To learn to call others by name in this way is to act towards them with the same love God shows us. It was striking to me last week as I reflected on Friday's Gospel that all of this stood in direct counterpoint and contrast to a law which judges and fails to respect the mystery, the sacred and sacramental wholeness of our selves. It is this more external and lesser law which allows us to call another "Raqa" or to judge them to be a fool. It is the same imperfect and partial law which divides and allows us to accept the division of reality into spiritual and worldly things or which remains merely external to ourselves. Moreover, it is the law which drives so much of the world around us which is geared to success and competition at others' expense or to label some "neighbors" and others "aliens" and even to deprive them of names and supplant these with clinical designations or even with numbers.

Artist, Mary Southard, CSJ
Theologians like Gerhard Ebeling have noted that it is "addressibility," our divinely rooted capacity for receiving and extending personal address which is both the essence of love and, at the same time, the really unique and most human thing about us.
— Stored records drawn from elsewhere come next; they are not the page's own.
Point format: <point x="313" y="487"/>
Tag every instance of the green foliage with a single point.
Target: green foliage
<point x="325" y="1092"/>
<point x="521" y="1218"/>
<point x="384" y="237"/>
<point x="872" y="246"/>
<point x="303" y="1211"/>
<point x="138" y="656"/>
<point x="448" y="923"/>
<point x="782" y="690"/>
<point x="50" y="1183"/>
Betrayal of this capacity is the deepest and perhaps the most dehumanizing sin we know. To name and to call upon another by name are two of the most profoundly creative acts we undertake by means of language because these allow another to genuinely exist as a person rather than as an anonymous "other" with no real place to stand in our lives or the world of human community.

I have begun thinking of "addressibility" as one central meaning of the notion that we are created in the image of God (imago Dei) and thus too, the law which God carves on our hearts; it is the "law," this "image," which Lent seeks to allow us to live more fully. Whether we do that through prayer where we call upon God and allow God to call us by name, through penance where we learn  to hear our own deepest names and become aware of our common humanity with others, or through a true almsgiving where we do not merely give things to others but rather gift them in ways which summon them to their truest dignity, where, that is, we give in ways which call others by name to be, addressibility is the gift and law we embody most profoundly; it is the surpassing righteousness to which we are called. Billy, an 8 year old described it this way, [[You know you are loved by the way someone holds your name in their mouth.]]

My prayer is that we each take seriously our call to the surpassing righteousness which allows us to call upon God as "Abba" and simultaneously lets him call us by name to be. May we allow God to remake our hearts in terms of the law written there and symbolized by our truest Name; may we be similarly inspired to "hold one another's names in our own mouths" with the genuine reverence God teaches us by the way he loves and addresses us.